Bag Rats, the UK answer to box nasties. After our recent mention of Box Nasties, we received this report from a Royal Marine named Alex.


I saw your post about the box nasty lunches you guys get. They don’t look too bad to be honest!

Well, compared to the ‘bag rats’ we get over here in the UK. Typically a brown paper bag with a nasty sandwich, a yellowing apple, a bag of crisps (chips) and a cold cornish pasty (a type of savoury pastry) filled with some kind of ‘meat’.

The problem is, the civilian contractors who make them can be evil buggers. Case in point – the attached image of a so-called ham sandwhich. This sort of thing happens all the time!

Thanks for putting this into perspective for us. At least we get meat, even if we can’t figure out what type it is.

14 Responses to “Field Gourmet – Bag Rats”

  1. Name says:


  2. Stuart Neilson says:

    ‘Bag rats’ must be a Naval term. The army calls them haversack or haverbag rations or nose bags. Crab air usually issues them in a plain white box on their aeroplanes.

    They used to contain a boiled egg and an over ripe orange – impossible to eat without making a sticky mess and a chocolate bar that melted in the summer. Recently we’ve been getting sausage rolls, the latest ones were grey and had a best before date in 2015.

    About 10 years ago we got Virgin cola as Virgin had struck some sort of deal but now we usually get water or a very nasty generic fizzy pop drink.

    “I have no live rounds, empty cases or haverbag pasties in my possession…”

  3. Matt says:

    Depending on where you are in the RAF, the meals can vary – most are pretty awful.

    I have crunched into several pasties, the only cruch coming from the ice (yes, ICE) inside them. Put them in a sock and you have an ad-hoc hand-to-hand weapon.

    The sandwhiches were genuinely bloody awful, and involved some sort of “meat” – and not much of it.

    The crisps are invariably out of date and the provided drink used to be Panda Cola (The old joke being, they take normal cola, a panda drinks it, pisses it out, then they re-bottle it on the other side at great expense to the taxpayer). Nowadays its some sort of cheap capri-sun knock off or plain water. The fruit would be okay.

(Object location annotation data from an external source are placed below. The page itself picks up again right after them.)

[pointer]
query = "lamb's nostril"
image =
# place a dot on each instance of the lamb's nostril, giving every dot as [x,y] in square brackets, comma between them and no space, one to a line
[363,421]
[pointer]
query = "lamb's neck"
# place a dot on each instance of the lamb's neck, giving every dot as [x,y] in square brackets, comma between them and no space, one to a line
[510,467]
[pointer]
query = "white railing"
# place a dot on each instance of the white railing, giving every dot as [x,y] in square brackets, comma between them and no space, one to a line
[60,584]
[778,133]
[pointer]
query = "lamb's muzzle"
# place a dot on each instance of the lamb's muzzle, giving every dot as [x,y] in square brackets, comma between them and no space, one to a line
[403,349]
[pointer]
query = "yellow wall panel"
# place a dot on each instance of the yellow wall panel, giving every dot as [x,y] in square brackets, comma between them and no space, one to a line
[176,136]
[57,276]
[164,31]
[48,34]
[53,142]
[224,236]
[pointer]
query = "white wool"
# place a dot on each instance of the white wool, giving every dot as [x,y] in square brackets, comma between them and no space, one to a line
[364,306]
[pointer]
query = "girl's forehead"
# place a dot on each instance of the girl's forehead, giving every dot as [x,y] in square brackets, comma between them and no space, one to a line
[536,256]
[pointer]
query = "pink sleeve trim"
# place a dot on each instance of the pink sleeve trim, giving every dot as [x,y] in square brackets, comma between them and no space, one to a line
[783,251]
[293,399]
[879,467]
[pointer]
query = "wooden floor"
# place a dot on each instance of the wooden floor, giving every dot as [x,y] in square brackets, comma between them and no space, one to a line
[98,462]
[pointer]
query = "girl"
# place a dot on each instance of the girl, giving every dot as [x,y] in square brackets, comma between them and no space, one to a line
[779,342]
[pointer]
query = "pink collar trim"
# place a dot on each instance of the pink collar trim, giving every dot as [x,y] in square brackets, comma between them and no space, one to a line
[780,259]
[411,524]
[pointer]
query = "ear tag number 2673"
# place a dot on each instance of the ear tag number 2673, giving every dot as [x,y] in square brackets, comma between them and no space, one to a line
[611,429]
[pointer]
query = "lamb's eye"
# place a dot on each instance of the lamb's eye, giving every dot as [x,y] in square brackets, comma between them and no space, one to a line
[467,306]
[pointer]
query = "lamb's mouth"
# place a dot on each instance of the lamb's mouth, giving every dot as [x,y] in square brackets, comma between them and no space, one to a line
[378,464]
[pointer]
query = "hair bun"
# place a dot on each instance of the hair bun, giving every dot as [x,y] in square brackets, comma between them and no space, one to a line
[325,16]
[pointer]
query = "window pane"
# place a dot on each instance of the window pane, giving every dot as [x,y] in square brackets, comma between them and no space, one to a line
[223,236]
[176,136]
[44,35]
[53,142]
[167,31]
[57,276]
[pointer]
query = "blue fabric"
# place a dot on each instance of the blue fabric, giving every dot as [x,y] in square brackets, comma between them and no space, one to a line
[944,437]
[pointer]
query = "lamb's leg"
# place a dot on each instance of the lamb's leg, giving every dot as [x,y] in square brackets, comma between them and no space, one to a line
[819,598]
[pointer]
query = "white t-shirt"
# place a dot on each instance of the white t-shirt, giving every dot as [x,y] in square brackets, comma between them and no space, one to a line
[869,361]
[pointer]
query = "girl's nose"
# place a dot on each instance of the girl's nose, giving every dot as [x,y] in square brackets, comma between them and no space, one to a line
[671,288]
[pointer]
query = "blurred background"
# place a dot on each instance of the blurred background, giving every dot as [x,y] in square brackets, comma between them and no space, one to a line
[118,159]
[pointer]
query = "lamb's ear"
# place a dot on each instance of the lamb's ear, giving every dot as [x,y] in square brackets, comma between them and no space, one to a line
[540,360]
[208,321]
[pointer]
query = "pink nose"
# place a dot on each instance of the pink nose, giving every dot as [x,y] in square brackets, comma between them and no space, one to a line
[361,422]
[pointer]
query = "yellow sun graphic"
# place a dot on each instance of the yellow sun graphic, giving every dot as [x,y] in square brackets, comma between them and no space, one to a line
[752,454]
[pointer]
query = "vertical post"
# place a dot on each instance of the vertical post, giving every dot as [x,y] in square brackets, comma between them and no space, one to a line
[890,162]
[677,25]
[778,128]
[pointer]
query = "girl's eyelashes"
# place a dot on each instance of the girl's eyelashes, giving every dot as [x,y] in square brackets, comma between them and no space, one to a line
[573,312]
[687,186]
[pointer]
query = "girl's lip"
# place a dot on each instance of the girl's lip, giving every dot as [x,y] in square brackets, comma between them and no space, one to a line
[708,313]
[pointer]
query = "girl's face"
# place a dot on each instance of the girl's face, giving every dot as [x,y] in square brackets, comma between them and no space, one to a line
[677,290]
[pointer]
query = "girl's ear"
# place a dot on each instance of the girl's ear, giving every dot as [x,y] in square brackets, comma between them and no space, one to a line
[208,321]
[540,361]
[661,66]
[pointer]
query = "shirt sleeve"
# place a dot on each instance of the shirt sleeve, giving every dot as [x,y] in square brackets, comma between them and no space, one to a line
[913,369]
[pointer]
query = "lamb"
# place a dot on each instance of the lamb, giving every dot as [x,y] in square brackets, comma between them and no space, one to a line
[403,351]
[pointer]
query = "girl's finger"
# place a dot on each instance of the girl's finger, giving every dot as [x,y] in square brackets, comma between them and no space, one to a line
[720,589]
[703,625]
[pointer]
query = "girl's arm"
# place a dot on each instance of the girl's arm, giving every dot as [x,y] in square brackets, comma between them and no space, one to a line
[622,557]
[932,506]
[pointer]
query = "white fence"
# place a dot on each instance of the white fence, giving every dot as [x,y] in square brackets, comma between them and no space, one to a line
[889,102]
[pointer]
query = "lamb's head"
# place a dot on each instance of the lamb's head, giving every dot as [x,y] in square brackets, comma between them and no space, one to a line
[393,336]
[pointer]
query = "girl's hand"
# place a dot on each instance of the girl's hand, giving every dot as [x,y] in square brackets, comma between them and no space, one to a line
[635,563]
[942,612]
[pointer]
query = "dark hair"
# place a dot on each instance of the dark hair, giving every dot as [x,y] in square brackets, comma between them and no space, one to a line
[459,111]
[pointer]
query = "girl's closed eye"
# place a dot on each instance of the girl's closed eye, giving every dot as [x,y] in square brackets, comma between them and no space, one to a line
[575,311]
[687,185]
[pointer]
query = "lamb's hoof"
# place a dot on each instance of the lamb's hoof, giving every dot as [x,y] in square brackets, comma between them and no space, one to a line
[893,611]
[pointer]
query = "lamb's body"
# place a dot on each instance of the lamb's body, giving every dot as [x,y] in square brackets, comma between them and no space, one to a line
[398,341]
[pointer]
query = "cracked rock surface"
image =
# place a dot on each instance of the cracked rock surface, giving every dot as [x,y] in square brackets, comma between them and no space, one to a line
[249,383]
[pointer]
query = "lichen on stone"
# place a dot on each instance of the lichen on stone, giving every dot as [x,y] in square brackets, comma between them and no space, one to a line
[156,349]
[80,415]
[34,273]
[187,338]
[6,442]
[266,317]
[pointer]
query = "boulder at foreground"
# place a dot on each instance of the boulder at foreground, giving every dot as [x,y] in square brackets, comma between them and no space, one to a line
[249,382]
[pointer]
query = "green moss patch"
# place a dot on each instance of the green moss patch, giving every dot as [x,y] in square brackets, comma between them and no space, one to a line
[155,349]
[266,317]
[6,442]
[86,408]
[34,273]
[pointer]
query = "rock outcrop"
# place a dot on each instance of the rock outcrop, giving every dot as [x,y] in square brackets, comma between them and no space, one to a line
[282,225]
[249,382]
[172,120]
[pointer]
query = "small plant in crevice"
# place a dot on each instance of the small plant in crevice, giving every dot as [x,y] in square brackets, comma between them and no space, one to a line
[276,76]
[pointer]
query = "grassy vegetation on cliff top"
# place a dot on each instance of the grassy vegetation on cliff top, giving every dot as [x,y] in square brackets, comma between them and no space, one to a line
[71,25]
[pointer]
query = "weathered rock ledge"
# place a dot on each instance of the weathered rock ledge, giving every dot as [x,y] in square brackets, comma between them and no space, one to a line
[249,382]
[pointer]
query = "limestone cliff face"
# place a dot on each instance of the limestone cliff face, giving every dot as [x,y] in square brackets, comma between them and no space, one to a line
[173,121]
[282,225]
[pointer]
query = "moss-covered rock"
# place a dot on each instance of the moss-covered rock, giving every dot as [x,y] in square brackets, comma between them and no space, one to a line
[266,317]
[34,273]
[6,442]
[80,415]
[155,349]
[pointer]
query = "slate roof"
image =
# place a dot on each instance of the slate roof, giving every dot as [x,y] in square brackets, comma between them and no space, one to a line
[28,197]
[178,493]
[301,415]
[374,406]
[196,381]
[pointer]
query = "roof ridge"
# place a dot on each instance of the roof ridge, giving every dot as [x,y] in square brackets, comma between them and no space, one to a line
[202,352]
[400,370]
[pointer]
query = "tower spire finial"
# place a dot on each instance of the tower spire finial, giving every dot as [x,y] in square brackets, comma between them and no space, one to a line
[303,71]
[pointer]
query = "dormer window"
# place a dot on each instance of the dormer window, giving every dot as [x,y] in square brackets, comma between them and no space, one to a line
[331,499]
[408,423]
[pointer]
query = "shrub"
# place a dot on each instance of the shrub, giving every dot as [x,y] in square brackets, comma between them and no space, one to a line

    We used to take extra bits of grub from the mess hall and swap out the contents of the bag. Some lads used to swap out the bacon from their hot breakfast with the meat in the sandwich, the idea being that you’d appreciate it more in the afternoon.

  4. John Smith says:

    I just finished reading a book called Unbroken by Laura Hillenbrand. It details the story of a downed pilot in the Pacific who ends up getting captured by the Japanese. Read that book and then we’ll see if you complain about the “Box Nasties” or “Bag Rats” you get.

    • SSD says:

      Agreed, but please, beat yourself senselessly daily, stop bathing, and eat a handful of rice and cockroaches for the next three years. Then report back to us.

      • MED says:

        Ha! That caught me off guard.
        Don’t forget to crap your pants with diarhea….

      • John Smith says:

        My point was that after reading that book, I don’t mind eating shitty food anymore.

  5. coops says:

    The British army call them ” horror ” bags and the worst thing you get in them is a D shaped paste even half starved Afghan kids wouldn’t eat them .

  6. BradKAF308 says:

    I was in France back in ’03 theirs weren’t too bad. It was in a bag, came with a tuna salad, mini bagette, bottle of water, a fruit and pate. LOL the cook on the station burnt the croissant every morning. You’ld think that would be a major crime there.

  7. Matthew says:

    Sigh… I said all this days ago, as a comment on the Box Nasties post. Any credit? Guess I should’ve added a photo.